Para o chefe de Estado é também importante assegurar que outras datas marcantes para Portugal, como o 10 de Junho, 5 de outubro e 1 de dezembro, também serão assinaladas.


Um bom exemplo…

«Esta sessão é um bom exemplo. O que seria incompreensível e civicamente vergonhoso era haver todo um país a viver este tempo de sacrifício e de entrega e a Assembleia da República demitir-se de exercer todos os seus poderes numa situação em que eles eram e são, mais do que nunca, imprescindíveis», defendeu Marcelo Rebelo de Sousa que, após terminar a sessão na AR, se deslocou ao Cais do Sodré e a Santa Apolónia acompanhado pelo ministro da Defesa, para distribuir refeições, confeccionadas pela Câmara de Lisboa e Santa Casa da Misericórdia, a pessoas sem-abrigo.

Do ponto de vista do Presidente, «deixar de evocar o 25 de Abril no tempo em que ele porventura mais está a ser posto à prova nos últimos 46 anos, seria um absurdo cívico», salientando que seria também «um péssimo sinal de falta de unidade no essencial e de compromisso de juntos, na nossa diferença, continuarmos uma missão que não está acabada».

O chefe de Estado admitiu que este é um tempo de sacrifício para todos os portugueses e pediu «convergência e unidade no país», admitindo que o caminho a fazer “ainda é longo, difícil e imprevisível”.

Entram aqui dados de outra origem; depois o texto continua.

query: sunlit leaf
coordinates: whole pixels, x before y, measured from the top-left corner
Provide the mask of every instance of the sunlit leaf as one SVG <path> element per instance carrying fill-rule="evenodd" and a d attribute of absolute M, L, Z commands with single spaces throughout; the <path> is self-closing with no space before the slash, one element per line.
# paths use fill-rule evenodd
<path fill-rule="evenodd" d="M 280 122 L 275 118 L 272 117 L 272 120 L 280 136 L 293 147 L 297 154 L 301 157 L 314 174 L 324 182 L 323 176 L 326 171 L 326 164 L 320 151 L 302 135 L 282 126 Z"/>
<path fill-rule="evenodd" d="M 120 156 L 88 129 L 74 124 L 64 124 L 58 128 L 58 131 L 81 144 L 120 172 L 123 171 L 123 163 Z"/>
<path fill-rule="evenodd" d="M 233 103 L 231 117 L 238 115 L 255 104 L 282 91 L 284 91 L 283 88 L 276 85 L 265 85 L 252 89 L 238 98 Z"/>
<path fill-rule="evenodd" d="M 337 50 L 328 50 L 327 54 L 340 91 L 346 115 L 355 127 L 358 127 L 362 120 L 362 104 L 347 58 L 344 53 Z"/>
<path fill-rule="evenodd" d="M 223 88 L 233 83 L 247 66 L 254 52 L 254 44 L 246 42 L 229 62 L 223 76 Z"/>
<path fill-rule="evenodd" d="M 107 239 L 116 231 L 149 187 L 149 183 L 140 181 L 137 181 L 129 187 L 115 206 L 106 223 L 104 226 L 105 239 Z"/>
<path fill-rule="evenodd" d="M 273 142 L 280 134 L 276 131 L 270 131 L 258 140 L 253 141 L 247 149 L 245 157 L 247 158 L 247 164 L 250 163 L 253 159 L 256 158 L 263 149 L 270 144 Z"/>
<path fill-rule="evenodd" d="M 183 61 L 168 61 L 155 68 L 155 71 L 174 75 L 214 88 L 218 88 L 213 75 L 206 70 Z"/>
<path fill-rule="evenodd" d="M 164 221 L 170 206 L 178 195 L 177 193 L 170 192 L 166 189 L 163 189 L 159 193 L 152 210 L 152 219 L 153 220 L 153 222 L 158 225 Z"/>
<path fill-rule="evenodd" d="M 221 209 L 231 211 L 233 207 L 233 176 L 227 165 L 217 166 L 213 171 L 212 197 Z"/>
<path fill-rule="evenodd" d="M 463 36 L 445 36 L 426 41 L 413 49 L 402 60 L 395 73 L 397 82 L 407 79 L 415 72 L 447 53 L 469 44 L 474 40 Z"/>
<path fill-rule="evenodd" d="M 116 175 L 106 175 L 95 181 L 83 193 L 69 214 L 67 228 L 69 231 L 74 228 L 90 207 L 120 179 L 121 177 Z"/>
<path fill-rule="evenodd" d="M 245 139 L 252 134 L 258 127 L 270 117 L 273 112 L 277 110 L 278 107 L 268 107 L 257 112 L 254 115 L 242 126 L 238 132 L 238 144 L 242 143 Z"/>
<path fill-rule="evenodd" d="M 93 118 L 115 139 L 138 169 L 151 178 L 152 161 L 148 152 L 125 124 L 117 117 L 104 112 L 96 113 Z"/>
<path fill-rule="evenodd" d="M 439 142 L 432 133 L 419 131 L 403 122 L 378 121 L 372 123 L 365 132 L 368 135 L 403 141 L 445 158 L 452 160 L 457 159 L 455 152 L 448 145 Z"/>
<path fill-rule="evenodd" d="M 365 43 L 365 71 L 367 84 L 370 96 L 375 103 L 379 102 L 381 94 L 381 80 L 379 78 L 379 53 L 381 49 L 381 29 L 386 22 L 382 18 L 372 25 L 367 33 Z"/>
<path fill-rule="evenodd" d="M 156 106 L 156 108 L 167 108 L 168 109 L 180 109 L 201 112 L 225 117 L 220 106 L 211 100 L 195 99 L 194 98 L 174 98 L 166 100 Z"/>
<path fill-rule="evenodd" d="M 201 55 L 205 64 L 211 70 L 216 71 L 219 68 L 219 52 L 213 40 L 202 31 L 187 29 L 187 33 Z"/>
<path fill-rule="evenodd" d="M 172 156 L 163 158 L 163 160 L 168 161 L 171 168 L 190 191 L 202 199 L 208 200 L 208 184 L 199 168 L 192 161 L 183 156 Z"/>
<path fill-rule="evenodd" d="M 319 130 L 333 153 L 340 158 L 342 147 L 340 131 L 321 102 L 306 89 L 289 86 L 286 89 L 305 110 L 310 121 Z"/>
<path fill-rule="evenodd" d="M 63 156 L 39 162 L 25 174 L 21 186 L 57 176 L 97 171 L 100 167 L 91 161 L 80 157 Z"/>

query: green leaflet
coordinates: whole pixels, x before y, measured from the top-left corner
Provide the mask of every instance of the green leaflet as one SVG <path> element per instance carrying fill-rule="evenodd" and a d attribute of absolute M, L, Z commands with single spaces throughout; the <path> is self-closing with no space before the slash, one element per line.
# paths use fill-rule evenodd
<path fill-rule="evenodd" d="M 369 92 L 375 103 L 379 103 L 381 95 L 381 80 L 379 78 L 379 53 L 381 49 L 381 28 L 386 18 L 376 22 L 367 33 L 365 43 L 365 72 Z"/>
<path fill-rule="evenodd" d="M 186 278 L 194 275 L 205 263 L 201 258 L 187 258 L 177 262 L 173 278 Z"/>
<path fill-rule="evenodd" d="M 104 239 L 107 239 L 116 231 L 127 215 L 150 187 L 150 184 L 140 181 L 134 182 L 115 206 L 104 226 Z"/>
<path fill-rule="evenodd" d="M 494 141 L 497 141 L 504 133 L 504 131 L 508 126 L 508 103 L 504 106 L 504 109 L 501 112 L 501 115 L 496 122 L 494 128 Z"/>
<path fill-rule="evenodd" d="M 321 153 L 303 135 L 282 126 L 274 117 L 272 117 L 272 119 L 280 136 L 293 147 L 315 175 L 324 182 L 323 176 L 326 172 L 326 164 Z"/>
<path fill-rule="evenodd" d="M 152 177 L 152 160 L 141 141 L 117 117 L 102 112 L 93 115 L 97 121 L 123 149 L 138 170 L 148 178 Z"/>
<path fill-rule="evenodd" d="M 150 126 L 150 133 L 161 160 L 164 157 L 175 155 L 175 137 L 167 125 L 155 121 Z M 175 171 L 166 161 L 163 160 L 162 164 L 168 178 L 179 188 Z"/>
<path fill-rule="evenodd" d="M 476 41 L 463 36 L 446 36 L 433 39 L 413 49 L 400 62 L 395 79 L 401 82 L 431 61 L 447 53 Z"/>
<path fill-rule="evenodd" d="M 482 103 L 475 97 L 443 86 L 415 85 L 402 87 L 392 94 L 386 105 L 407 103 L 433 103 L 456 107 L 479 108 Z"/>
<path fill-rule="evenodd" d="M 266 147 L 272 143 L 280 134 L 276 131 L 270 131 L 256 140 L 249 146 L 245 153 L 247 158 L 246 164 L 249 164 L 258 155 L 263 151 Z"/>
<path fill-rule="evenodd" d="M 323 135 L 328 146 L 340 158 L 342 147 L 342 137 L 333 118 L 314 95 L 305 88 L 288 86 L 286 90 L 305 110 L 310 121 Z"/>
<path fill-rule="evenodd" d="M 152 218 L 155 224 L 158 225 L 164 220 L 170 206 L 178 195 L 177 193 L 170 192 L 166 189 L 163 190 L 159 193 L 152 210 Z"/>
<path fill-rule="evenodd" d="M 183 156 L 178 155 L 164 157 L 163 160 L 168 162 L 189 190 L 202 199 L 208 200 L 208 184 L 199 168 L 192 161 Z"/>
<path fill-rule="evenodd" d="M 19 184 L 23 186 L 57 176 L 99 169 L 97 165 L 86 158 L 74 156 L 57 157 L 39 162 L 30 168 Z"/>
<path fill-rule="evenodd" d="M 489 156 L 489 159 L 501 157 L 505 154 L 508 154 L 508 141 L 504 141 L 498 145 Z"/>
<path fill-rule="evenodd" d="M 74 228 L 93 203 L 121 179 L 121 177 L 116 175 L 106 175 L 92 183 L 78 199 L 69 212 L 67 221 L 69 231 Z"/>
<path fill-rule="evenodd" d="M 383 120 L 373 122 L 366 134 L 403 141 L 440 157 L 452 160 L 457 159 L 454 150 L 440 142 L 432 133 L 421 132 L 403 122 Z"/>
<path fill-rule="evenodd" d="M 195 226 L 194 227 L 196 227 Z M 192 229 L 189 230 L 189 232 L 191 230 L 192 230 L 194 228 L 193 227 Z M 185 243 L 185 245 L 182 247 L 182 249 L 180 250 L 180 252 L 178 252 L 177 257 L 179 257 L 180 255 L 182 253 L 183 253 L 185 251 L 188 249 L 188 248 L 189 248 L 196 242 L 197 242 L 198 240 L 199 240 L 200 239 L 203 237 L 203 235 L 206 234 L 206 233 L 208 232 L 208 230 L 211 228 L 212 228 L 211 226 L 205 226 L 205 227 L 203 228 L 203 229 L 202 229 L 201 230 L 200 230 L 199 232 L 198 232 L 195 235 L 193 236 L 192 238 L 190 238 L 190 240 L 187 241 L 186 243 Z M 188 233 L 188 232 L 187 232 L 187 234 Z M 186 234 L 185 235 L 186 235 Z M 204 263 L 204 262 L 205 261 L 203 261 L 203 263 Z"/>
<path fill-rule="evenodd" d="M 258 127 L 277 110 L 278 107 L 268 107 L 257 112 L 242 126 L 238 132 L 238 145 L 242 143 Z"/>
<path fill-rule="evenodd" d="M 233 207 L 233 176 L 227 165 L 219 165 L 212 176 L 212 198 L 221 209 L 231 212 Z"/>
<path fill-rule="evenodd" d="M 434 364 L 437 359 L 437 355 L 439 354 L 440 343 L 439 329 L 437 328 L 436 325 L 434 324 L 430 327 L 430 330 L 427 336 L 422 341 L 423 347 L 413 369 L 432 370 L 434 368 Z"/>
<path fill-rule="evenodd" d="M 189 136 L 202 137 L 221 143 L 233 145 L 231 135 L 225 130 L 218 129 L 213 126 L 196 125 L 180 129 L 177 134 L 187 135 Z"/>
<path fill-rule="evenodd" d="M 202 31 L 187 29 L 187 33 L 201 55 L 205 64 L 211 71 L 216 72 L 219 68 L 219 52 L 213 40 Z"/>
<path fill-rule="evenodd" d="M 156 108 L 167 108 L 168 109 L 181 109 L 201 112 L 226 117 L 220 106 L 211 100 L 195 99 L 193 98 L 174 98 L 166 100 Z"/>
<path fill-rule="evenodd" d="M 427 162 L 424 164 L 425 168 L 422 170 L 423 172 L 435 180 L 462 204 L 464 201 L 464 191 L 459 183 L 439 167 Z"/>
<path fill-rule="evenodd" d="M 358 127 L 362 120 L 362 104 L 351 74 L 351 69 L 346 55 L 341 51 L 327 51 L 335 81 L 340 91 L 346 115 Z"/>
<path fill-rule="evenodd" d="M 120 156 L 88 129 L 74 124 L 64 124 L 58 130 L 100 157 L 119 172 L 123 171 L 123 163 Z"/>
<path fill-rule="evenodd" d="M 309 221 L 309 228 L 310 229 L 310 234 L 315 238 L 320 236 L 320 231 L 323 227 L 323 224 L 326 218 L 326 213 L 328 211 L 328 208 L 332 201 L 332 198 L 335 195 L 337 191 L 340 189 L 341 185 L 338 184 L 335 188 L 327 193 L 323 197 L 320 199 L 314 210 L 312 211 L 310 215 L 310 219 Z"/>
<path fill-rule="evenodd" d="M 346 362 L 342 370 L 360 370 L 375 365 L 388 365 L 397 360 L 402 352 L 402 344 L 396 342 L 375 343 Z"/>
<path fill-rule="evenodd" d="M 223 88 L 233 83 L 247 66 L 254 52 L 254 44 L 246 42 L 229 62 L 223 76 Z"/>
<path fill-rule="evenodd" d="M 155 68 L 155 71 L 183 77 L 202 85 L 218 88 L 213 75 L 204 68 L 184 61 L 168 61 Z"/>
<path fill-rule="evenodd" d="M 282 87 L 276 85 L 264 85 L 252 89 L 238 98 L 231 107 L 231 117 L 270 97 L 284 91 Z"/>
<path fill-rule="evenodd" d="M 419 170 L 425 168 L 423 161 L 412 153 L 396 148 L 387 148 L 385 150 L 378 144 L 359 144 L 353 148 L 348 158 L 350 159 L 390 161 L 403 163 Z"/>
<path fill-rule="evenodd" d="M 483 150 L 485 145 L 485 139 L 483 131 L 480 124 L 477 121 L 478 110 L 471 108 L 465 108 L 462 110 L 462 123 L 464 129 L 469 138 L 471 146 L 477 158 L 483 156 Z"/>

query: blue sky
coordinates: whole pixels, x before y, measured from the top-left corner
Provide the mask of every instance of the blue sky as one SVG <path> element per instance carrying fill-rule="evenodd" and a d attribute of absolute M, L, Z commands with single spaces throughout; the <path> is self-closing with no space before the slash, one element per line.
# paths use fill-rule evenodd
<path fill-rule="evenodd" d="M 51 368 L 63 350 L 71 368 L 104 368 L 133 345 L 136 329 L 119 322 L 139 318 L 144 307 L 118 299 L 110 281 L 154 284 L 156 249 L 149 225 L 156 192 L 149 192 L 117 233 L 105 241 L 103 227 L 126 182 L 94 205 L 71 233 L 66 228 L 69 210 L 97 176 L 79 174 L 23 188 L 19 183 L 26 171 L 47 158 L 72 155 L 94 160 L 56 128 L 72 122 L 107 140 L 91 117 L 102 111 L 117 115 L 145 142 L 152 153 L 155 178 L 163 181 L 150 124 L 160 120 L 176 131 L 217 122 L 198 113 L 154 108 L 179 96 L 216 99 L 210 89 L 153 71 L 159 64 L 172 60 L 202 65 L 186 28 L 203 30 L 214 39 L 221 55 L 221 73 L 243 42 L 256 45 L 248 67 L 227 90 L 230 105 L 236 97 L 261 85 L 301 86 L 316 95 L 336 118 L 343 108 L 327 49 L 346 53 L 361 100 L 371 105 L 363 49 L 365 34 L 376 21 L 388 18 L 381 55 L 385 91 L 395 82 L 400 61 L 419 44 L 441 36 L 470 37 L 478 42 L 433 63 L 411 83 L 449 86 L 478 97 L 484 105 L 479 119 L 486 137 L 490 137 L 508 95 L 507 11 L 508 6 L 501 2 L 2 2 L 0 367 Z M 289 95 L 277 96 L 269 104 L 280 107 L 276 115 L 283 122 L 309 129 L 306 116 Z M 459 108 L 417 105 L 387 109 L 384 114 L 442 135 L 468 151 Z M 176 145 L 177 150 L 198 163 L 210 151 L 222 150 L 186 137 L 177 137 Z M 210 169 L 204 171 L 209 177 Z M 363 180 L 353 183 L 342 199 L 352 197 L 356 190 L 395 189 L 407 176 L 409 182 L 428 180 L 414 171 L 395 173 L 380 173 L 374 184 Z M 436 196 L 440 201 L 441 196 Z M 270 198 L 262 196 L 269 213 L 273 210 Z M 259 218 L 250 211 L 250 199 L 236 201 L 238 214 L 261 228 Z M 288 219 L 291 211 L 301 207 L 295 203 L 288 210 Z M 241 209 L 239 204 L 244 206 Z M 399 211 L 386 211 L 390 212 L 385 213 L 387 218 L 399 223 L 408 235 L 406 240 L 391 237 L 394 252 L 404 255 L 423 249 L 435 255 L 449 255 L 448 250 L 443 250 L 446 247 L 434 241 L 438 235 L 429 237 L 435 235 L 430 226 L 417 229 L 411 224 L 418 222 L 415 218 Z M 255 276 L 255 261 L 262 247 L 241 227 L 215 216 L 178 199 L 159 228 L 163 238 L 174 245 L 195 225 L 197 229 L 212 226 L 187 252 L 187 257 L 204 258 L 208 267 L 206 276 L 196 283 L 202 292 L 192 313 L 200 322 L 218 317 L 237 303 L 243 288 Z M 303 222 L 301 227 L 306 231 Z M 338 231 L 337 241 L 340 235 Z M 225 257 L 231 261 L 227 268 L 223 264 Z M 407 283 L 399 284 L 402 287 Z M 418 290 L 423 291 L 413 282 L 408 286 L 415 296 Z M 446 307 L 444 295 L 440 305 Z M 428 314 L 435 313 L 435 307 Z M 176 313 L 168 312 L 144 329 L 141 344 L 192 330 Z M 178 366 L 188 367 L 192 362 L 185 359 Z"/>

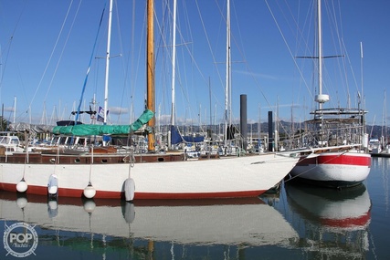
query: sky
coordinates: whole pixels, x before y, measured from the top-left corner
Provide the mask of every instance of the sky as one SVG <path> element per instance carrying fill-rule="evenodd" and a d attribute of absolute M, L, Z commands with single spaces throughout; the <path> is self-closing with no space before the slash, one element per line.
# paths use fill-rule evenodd
<path fill-rule="evenodd" d="M 227 1 L 178 0 L 175 44 L 173 0 L 155 2 L 158 122 L 171 117 L 174 45 L 175 123 L 222 122 Z M 144 109 L 145 6 L 143 0 L 113 1 L 109 124 L 132 122 Z M 312 0 L 230 0 L 233 121 L 239 119 L 240 95 L 247 97 L 249 123 L 267 121 L 269 111 L 287 121 L 310 119 L 316 59 L 297 57 L 316 56 L 313 6 Z M 341 56 L 324 60 L 322 93 L 331 99 L 324 108 L 359 106 L 368 111 L 367 124 L 390 121 L 389 12 L 387 0 L 323 1 L 323 56 Z M 79 105 L 81 110 L 104 106 L 108 13 L 107 0 L 0 0 L 5 119 L 55 124 L 74 120 Z M 80 120 L 90 122 L 86 114 Z"/>

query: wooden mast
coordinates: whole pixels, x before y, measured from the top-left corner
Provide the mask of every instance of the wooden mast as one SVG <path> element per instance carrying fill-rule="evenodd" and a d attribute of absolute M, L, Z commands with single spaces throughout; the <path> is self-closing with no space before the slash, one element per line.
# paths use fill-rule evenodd
<path fill-rule="evenodd" d="M 154 101 L 154 34 L 153 34 L 153 0 L 147 1 L 148 12 L 148 26 L 147 26 L 147 99 L 146 107 L 149 110 L 155 113 L 155 101 Z M 148 151 L 154 151 L 154 125 L 155 117 L 149 122 L 148 126 L 151 128 L 151 132 L 148 133 Z"/>

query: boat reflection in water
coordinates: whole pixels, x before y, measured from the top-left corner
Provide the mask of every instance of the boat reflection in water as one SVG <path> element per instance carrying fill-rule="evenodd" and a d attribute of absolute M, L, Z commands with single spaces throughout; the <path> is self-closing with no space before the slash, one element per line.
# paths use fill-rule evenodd
<path fill-rule="evenodd" d="M 135 244 L 140 244 L 141 251 L 154 250 L 153 255 L 159 255 L 156 251 L 162 250 L 162 246 L 156 245 L 159 242 L 168 242 L 171 246 L 177 244 L 180 248 L 186 244 L 190 247 L 222 244 L 237 245 L 240 250 L 271 244 L 295 247 L 299 240 L 297 232 L 284 217 L 258 198 L 142 200 L 130 203 L 119 200 L 82 202 L 63 197 L 58 202 L 47 202 L 46 196 L 28 194 L 16 198 L 16 193 L 4 192 L 0 196 L 0 219 L 5 222 L 37 224 L 41 233 L 45 231 L 45 237 L 59 234 L 62 240 L 67 240 L 69 231 L 80 233 L 82 235 L 79 236 L 84 238 L 86 246 L 92 237 L 97 240 L 98 234 L 103 235 L 105 241 L 121 238 L 121 245 L 117 241 L 115 246 L 119 248 L 115 250 L 132 244 L 133 248 L 128 252 L 136 252 Z M 127 242 L 123 244 L 124 240 Z M 80 244 L 80 238 L 77 243 Z M 150 246 L 151 243 L 157 244 Z M 98 247 L 94 245 L 95 249 Z"/>
<path fill-rule="evenodd" d="M 308 259 L 365 258 L 371 200 L 364 184 L 335 192 L 289 182 L 285 189 L 291 224 L 303 237 L 300 247 Z"/>

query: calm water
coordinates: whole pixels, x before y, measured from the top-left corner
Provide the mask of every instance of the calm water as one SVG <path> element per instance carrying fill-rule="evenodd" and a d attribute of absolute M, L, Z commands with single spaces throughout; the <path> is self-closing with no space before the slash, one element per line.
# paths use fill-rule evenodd
<path fill-rule="evenodd" d="M 261 200 L 131 204 L 0 192 L 0 259 L 390 259 L 390 159 L 372 160 L 364 185 L 288 182 Z"/>

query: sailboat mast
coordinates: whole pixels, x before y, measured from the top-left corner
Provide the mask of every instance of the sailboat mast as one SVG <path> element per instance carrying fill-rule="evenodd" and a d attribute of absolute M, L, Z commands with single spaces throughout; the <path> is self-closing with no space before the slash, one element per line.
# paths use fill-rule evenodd
<path fill-rule="evenodd" d="M 318 94 L 322 94 L 322 25 L 321 16 L 321 0 L 317 4 L 318 13 Z M 320 109 L 322 109 L 322 103 L 320 104 Z"/>
<path fill-rule="evenodd" d="M 227 124 L 230 115 L 230 0 L 227 2 L 227 86 L 225 89 L 225 146 L 227 146 Z"/>
<path fill-rule="evenodd" d="M 319 109 L 322 109 L 323 103 L 329 101 L 329 95 L 322 94 L 322 25 L 321 0 L 317 0 L 317 18 L 318 18 L 318 95 L 315 101 L 319 104 Z"/>
<path fill-rule="evenodd" d="M 111 43 L 111 21 L 112 21 L 112 0 L 110 0 L 109 28 L 107 33 L 106 52 L 106 78 L 104 82 L 104 124 L 107 124 L 107 110 L 109 107 L 109 70 L 110 70 L 110 49 Z"/>
<path fill-rule="evenodd" d="M 146 84 L 147 84 L 147 99 L 146 106 L 147 109 L 153 113 L 155 112 L 155 100 L 154 100 L 154 34 L 153 34 L 153 10 L 154 2 L 153 0 L 148 0 L 147 2 L 147 15 L 148 15 L 148 25 L 147 25 L 147 64 L 146 64 Z M 148 126 L 152 128 L 152 131 L 148 133 L 148 151 L 154 151 L 154 125 L 155 117 L 148 121 Z"/>
<path fill-rule="evenodd" d="M 174 32 L 172 39 L 172 110 L 171 125 L 174 125 L 174 77 L 175 77 L 175 59 L 176 59 L 176 0 L 174 0 Z"/>
<path fill-rule="evenodd" d="M 176 0 L 174 0 L 174 26 L 173 26 L 173 38 L 172 38 L 172 107 L 171 107 L 171 130 L 174 130 L 172 128 L 174 126 L 174 100 L 175 100 L 175 71 L 176 71 Z M 172 133 L 171 133 L 172 134 Z M 168 146 L 171 149 L 174 149 L 172 144 L 172 140 L 168 140 Z"/>

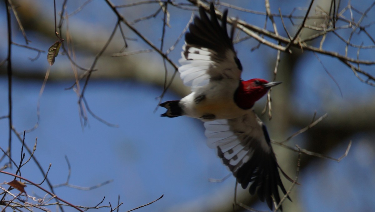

Minuto de silêncio em memória das vítimas

A cerimónia na Assembleia da República iniciou-se com um minuto de silêncio, a pedido do presidente da Assembleia da República, Ferro Rodrigues, em memória dos portugueses que morreram devido à Covid-19.

«Portugal e os portugueses têm sido confrontados, nas últimas semanas, com as consequências de uma grave pandemia internacional, cuja evolução tem acarretado sérias implicações ao nível social, económico e financeiro. A perda de centenas de vidas humanas é, sem dúvida, a expressão mais violenta da pandemia, porque irreversível», afirmou Ferro Rodrigues, acrescentando que «bastaria que se perdesse apenas uma vida, para que o lamento se fizesse ouvir e a solidariedade chegasse a quem vê desaparecer um seu ente querido».

«Nesta hora difícil que vivemos, os nossos pensamentos estão com todos quantos perderam familiares e amigos. Com todos quantos se encontram hospitalizados, lutando, pela sua sobrevivência, contra este vírus terrível. Com todos quantos estão impossibilitados de contactar os seus mais próximos, confinados nas suas residências ou em instituições um pouco por todo o País, tentamos atenuar o vazio da privação dos afetos de proximidade», fez questão de salientar o presidente da Assembleia da República.

Apesar do estado de emergência, o presidente da Assembleia da República sublinhou que a democracia não ficou suspensa: «Mas mesmo em estado de emergência, em liberdade. Mesmo em estado de emergência, não vimos ser suspensa a democracia que somos, a democracia que Abril nos trouxe nessa manhã inesquecível, que com sentido de dever e responsabilidade evocamos e celebramos volvidos 46 anos.»

Ferro Rodrigues, indo ao encontro do discurso de Marcelo, insistiu que «a Assembleia da República, com os seus deputados, não saiu do palco democrático tal como o fez nas últimas semanas respeitando todas as recomendações ao nível da saúde e da segurança, dando o exemplo pela prevenção e pelo trabalho, abriu hoje mais uma vez as suas portas ao país. E se não fechou as portas no passado, não faria sentido que não as abrisse hoje, 25 de Abril de 2020, 46 anos depois de Abril que nos deu a liberdade”.

«Desde 3 de junho de 1976, a Assembleia da República está em pleno funcionamento. Hoje não foi exceção, hoje não é exceção. A liberdade não está só a passar por aqui, a liberdade é aqui e agora», sublinhou o presidente da Assembleia.

«Ontem como hoje, honrando o papel fundamental do Parlamento, honrando quem representamos, honrando este chão comum que é a Constituição da República Portuguesa saída de 1976, honrando a Democracia que somos e todos quantos a tornaram possível», declarou Ferro Rodrigues.

O presidente da AR deixou ainda um elogio a todos os portugueses que «contra todas as expectativas, contra muitos que pensavam nunca tal poder acontecer, os portugueses foram capazes de ultrapassar bloqueios e encontrar soluções capazes de recuperar o país da profunda crise – até mesmo de identidade e de valores – em que se encontrava, depois de um período tão difícil e complexo como foi o período de assistência financeira, com profundos impactos na pobreza e na exclusão social».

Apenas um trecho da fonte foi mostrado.